Daniela de Melo Resende
CiPharma-Universidade Federal de Ouro Preto, Brazil
Daniela de Melo Resende graduated in Veterinary Medicine from the Federal University of Lavras (2000), master's degree in Veterinary Medicine from the Federal University of Viçosa (2003) and doctorate by the Federal University of Minas Gerais, at the Institute of Biological Sciences in the Department of Biochemistry and Immunology (2008) . Conducted postdoctoral studies at the Cellular and Molecular Immunology Laboratory at the René cracked Institute (Fiocruz / MG). It is currently a researcher at the National Postdoctoral Program (PNPD-CAPES) Post-Graduate Program in Pharmaceutical Sciences (Cipharma) of the Federal University of Ouro Preto (UFOP). Has experience in the area of Immunology, with emphasis on development of vaccines against parasites, acting on the following topics: immunohistochemistry, apoptosis, leishmaniasis, humoral and cellular immunology, cell culture, zoonosis, construction of recombinant vectors and bioinformatics (reverse vaccinology, assembly and . annotation of bacterial genomes)

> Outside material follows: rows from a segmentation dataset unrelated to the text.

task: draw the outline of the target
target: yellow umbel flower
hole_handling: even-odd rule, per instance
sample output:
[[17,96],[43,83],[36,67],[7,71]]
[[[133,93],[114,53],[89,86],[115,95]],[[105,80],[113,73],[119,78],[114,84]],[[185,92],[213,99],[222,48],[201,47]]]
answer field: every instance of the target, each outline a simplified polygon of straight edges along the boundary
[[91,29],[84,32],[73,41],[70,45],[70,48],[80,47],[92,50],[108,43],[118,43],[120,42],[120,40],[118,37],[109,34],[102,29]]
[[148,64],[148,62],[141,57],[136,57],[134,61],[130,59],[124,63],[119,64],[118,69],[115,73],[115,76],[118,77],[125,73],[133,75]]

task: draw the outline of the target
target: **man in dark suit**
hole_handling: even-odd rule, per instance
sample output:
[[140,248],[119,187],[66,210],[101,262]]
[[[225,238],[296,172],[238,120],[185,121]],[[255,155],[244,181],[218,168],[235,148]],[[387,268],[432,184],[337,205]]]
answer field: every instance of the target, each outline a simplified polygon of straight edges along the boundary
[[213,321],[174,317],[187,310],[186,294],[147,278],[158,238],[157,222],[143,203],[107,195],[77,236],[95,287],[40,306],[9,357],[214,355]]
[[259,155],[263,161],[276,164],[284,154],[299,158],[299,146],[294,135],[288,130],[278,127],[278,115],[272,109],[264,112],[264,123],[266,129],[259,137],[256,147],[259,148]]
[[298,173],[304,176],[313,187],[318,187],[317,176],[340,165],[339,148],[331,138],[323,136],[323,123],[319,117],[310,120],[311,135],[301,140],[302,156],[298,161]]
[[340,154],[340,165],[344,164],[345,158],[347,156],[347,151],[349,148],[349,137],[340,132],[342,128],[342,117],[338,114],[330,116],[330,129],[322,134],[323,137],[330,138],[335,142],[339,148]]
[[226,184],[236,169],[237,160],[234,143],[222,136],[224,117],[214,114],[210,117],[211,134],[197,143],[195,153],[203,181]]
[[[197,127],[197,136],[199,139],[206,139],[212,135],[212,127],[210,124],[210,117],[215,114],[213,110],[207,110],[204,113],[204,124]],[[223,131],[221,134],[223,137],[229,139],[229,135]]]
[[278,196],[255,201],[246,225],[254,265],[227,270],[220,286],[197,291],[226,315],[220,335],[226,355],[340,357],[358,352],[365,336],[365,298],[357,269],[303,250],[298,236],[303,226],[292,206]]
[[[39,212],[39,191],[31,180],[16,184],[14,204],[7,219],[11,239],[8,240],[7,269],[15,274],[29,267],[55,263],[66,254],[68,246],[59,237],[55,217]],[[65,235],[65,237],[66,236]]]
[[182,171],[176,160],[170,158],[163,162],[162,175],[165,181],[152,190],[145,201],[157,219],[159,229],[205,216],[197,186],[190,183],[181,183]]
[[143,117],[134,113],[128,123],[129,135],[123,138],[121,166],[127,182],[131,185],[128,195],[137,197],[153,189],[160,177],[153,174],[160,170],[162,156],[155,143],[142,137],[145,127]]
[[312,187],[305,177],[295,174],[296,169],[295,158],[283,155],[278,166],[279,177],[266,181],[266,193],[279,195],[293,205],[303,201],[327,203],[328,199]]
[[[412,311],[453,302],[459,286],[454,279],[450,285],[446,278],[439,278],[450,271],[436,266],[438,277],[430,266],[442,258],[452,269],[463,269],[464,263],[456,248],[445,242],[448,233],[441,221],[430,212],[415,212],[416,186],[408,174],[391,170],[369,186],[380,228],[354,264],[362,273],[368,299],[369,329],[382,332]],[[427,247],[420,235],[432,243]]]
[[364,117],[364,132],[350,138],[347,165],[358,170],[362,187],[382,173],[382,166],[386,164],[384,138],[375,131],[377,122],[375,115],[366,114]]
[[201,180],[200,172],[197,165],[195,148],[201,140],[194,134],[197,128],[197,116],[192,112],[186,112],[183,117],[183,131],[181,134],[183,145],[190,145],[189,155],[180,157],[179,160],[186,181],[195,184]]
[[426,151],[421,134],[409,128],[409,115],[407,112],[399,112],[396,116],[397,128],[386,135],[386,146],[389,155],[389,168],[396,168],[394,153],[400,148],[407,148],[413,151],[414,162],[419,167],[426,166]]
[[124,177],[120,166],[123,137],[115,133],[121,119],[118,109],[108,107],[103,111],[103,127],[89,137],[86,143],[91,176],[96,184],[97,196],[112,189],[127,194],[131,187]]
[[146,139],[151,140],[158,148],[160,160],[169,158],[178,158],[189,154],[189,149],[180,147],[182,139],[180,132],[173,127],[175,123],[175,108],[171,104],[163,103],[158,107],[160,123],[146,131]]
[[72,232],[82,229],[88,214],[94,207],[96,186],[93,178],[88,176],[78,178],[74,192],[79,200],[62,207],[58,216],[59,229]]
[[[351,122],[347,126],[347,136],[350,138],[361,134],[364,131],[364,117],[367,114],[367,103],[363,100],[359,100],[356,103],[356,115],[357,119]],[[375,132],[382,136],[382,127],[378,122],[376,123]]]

Immunoinformatics is an innovative strategy for selection of targets for vaccine and diagnostics with reduced time and costs. Data mining of essential sequences for eliciting protective immune responses through immunoinformatics has been used for indicating good vaccine candidatesfor Neisseria meningitides and Staphylococcus aureus showing the efficacy of this approach. It was also shown that instrinsically disorded proteins play important role in trypanosomatids virulence. Our hypothesis is that protein disordered regions could be related to immunogenic epitopes facilitating their exposure to the immune system. In this work, we developed a computational approach that integrates: a) T and B cell epitope predictors, namely: NetCTL and NetMHC for T CD8+ epitope prediction; NetMHCII for T CD4+ epitope prediction; and BepiPred for B cell epitope prediction; and b) structural disorder predictors, namely: DisEMBL, IUPred, GlobPipe and VSL2B. In addition, data associated with subcellular location predictions performed by the algorithms WoLF PSORT (eukaryotic genomes), PSORTb (procariotic genomes), Sigcleave (signal peptides) and TMHMM (transmembrane domains) were integrated in a relational database. The workflow had been used for searching vaccine or diagnostic targets in prokaryotic and eukaryotic organisms, including Leishmania infantum, Leishmania braziliensis, Schistosoma mansoni and Ehrlichia canis. Experiments in wet lab are being performed in order to confirm the immunogenicity of the selected proteins from Leishmania and S. mansoni. The correlation between structural disorder and the epitope location will be presented together with the analytical approach developed.